Месяц уж ночью появился, около часу, опрокинутый, лес озарил едва-едва. Низко над Камнем. В Кеми отразился. К нам от него, от отражённого, дорожка пробежала. Совсем ущербный – немного света от него – как от лампадки.
– Уезжать завтра, – говорит Таня.
Молчу.
– Мне плакать хочется... Уже сегодня, а не завтра... А помнишь, – спрашивает Таня, засмеявшись, – как вы в интернате, нарядившись в белые простыни, пришли ночью под наши окна?
– Помню, – говорю.
– Это всё ты, наверное, придумал.
– Рыжий.
– Неправда. Ты.
– Какая разница.
– Мы на автобусе поедем с Дуськой. Придёшь на вашу остановку?.. Я помашу тебе рукой.
– Приду.
– До самолёта не проводишь?
– Может.
– Я бы хотела очень.
– Постараюсь.
– А помнишь, – спрашивает Таня, – на Новый год в «бутылочку» играли в интернате?
– Ну?
– А когда Маузер крутнул, она на Рыжего, бутылка, показала?
– Не на тебя ли?
– Нет, на Рыжего... А он кричал ещё: «Да ни за что! Пусть лучше Дуську поцелует»... Стояла около него... Но чмокнул в щёчку Витьку, ты его заставил.
– Ну, если правило... нельзя же нарушать.
– А помнишь, – спрашивает Таня, – как ты прошлым летом пришёл ко мне, и мы бежали друг дружке навстречу... так – с распростёртыми руками?
– Помню, – говорю.
– Я, как почувствовав, пошла из клуба на развилку... А что сказал ты мне тогда?
– Не помню.
– Вот ты всегда такой – не помнишь... А помнишь, ты был у меня... лёд как раз шёл, и ты поплыл на льдине до Ялани?
– Да.
– Я так тогда переживала. В школе увидела когда уж, успокоилась... А как тебя недавно встретил Соболь?

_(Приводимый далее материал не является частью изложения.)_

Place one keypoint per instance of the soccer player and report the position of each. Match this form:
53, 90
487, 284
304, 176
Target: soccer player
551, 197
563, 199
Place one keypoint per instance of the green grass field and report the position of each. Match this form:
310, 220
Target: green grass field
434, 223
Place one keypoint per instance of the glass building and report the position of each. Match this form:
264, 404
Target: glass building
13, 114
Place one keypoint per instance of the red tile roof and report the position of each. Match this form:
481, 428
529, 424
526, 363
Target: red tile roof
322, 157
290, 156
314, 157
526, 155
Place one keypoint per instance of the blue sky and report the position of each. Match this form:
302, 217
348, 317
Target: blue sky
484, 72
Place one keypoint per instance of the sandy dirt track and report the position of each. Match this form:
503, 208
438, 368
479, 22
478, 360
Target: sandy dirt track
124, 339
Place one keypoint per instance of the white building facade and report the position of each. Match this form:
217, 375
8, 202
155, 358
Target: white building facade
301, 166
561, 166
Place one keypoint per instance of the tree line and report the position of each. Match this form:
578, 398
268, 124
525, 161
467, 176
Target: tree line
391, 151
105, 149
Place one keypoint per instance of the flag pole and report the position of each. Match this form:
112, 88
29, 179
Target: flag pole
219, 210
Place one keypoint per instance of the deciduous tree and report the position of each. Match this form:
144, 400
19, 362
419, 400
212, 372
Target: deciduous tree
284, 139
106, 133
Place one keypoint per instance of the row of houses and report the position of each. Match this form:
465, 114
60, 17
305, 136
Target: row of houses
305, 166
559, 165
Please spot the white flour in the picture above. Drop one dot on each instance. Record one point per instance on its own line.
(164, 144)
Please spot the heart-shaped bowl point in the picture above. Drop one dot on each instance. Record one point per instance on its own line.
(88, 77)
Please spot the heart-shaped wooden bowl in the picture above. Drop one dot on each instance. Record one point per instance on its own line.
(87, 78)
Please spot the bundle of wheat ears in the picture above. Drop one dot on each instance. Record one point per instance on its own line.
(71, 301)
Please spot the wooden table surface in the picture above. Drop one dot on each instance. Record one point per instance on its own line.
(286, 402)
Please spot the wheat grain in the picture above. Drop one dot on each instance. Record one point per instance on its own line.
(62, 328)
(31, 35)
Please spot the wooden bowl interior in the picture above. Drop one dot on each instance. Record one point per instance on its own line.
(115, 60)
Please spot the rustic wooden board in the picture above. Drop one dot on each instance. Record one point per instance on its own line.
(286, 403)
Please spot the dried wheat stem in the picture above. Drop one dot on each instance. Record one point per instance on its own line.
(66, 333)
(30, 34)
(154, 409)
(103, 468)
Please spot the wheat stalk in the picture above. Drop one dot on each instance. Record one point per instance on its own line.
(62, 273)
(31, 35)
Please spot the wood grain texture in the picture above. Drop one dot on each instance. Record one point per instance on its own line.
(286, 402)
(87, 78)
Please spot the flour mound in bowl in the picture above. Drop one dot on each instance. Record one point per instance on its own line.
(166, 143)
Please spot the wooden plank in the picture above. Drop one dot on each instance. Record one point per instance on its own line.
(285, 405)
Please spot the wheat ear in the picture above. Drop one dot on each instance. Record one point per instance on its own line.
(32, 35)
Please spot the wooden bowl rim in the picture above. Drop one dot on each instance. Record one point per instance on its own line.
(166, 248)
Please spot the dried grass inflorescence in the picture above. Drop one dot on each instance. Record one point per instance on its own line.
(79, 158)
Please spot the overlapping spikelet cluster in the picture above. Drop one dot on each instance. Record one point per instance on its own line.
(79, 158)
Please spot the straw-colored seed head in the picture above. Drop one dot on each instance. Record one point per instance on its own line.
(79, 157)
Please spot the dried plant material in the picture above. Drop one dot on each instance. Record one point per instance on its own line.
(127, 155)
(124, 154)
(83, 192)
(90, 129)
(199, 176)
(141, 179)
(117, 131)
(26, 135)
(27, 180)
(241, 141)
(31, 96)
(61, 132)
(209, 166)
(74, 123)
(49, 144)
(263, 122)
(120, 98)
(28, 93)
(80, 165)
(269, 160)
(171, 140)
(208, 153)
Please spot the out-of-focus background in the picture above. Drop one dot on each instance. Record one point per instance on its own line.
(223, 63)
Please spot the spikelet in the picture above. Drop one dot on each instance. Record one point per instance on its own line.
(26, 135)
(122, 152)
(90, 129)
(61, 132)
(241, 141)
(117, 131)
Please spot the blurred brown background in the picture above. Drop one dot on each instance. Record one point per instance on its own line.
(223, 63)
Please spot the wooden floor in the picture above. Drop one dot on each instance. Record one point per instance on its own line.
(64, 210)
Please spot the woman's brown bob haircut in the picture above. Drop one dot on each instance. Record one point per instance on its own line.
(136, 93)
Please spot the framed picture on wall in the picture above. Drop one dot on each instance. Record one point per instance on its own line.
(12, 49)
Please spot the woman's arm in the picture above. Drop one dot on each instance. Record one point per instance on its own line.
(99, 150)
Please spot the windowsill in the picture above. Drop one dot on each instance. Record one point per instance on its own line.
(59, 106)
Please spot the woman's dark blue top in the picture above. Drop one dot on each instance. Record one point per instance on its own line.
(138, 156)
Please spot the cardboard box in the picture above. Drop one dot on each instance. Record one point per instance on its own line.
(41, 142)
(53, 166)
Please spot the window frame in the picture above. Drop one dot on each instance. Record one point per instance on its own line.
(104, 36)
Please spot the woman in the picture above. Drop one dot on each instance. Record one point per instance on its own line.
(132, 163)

– Это до старости я не забуду.
– Не укусил бы он тебя.
– Он не сказал тогда мне это.
Небо всё в звёздах. Дождь метеоритный.
– Ты загадал желание?
– А ты?
– Скажи, какое.
– Нет.
– Ты вредный.
– А ты?
– А я тебя люблю...
– Ты не увиливай.
– Ты знаешь...
Утка закрякала.
– У нас на лыве... там, у кладбища...
– И не боится.
– Чё, покойников?
– Да нет. Охоту уж открыли.
– У-у... Чё-то холодно... Платье не высохло... Пойдём?
– Угу.
Смеётся.
– Что?
– Да как ты к баушке в постель забрался.
– Мне не до смеха было.
– Правда?
Пошли. К дому приблизились. Возле ворот стоим, обнявшись.
– У нас будет много-много детей, – шепчет мне Таня прямо в ухо. – Четыре сына и три дочери.
– Не знаю, – говорю.
– А я знаю, – говорит Таня. Сыновья будут походить на меня, а дочери – на тебя.
– Лучше уж все пусть будут на тебя похожи.
– И первым, знаю, будет сын.
– Ты что?
– Я так.
– О чём ты, Таня?
Мыши летучие летают. Месяц над ельником повис. В деревне тихо.
– Нетопырей боюсь... Пойдём на крышу.
Вошли в ограду. На чердак поднялись.
Лежим. Фонарик не включаем.
– Я уж привыкла к твоей лысой голове...
– Не лысой – стриженой.
– Ёжик колючий...
И сколько времени прошло – не подытожить.
– Лаз уже видно, – говорю. – Светает.
– Тебе так кажется, – шепчет мне Таня.
Сколько минут прошло – не подсчитать.
– Таня, пойду.
– Нет, – говорит.
Сжимает пальцами затылок стриженый мой...
– Я без тебя умру...
– Я тоже...
Время глаза нам закрывает на себя, и странным образом:
Мы на развилке.
Хоть, как рассоху, разрывай нас. Но – расстались.
В Ялань я въехал вместе с солнцем.
Долго уснуть не мог – душа моя болела.